An Islamic Feminist Response to the Sept. 11 Attacks

WORCESTER, Mass. – Islamic peace activist Rabia Terri Harris will give a lecture on Tuesday, Nov. 13, at 7 p.m. in Room 519 of the Hogan Campus Center. The lecture, titled "Sept. 11, 2001: An Islamic Feminist Response," is free and open to the public.

Born to a Christian mother and Jewish father, Harris embraced Islam in 1978. She earned her bachelor's degree from Princeton University, and her graduate degree in Middle Eastern languages and cultures from Columbia University.

Soon after, she studied at Suleymaniye Library in Istanbul, Turkey, on a Fulbright grant to investigate unpublished manuscripts attributed to the controversial mystical philosopher Muhyiddin Ibn 'Arabi. She has published translations of several key medieval Arabic spiritual texts.

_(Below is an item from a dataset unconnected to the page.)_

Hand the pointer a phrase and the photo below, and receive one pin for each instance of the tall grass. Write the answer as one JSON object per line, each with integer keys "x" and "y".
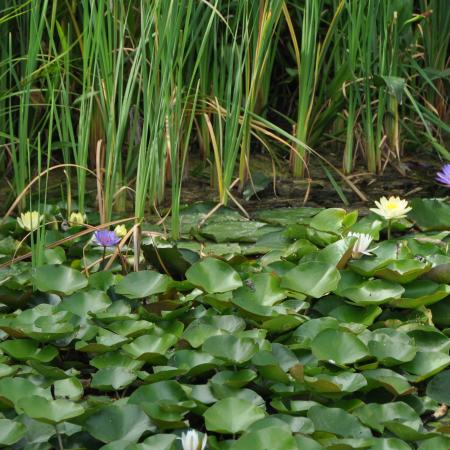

Currently, Harris works as associate editor of Fellowship Magazine, the bimonthly publication of the Fellowship of Reconciliation, an international, interfaith peace and justice group founded a the outbreak of World War I. She is founder and coordinator of the Muslim Peace Fellowship, an influential forum for progressive Muslim thought. In this latter role she edits an international newsletter and regularly addresses church, school and organizational groups on a variety of Islamic issues.

She is a senior member of the Jerrahi Order, a 300-year-old Muslim religious sodality headquartered in Istanbul.

This lecture is sponsored by the Women's Studies concentration, Asian Studies concentration and Religious Studies department at Holy Cross.